About a year ago, I happened upon this statement about the Monitor in the Harvard Business Review – under the charming heading of “do things that don’t interest you”:

“Many things that end up” being meaningful, writes social scientist Joseph Grenny, “have come from conference workshops, articles, or online videos that began as a chore and ended with an insight. My work in Kenya, for example, was heavily influenced by a Christian Science Monitor article I had forced myself to read 10 years earlier. Sometimes, we call things ‘boring’ simply because they lie outside the box we are currently in.”

If you were to come up with a punchline to a joke about the Monitor, that would probably be it. We’re seen as being global, fair, insightful, and perhaps a bit too earnest.
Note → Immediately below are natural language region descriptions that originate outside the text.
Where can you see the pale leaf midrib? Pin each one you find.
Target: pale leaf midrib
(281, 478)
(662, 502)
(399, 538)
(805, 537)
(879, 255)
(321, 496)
We’re the bran muffin of journalism.

But you know what? We change lives. And I’m going to argue that we change lives precisely because we force open that too-small box that most human beings think they live in.

The Monitor is a peculiar little publication that’s hard for the world to figure out. We’re run by a church, but we’re not only for church members and we’re not about converting people. We’re known as being fair even as the world becomes as polarized as at any time since the newspaper’s founding in 1908.

We have a mission beyond circulation, we want to bridge divides. We’re about kicking down the door of thought everywhere and saying, “You are bigger and more capable than you realize. And we can prove it.”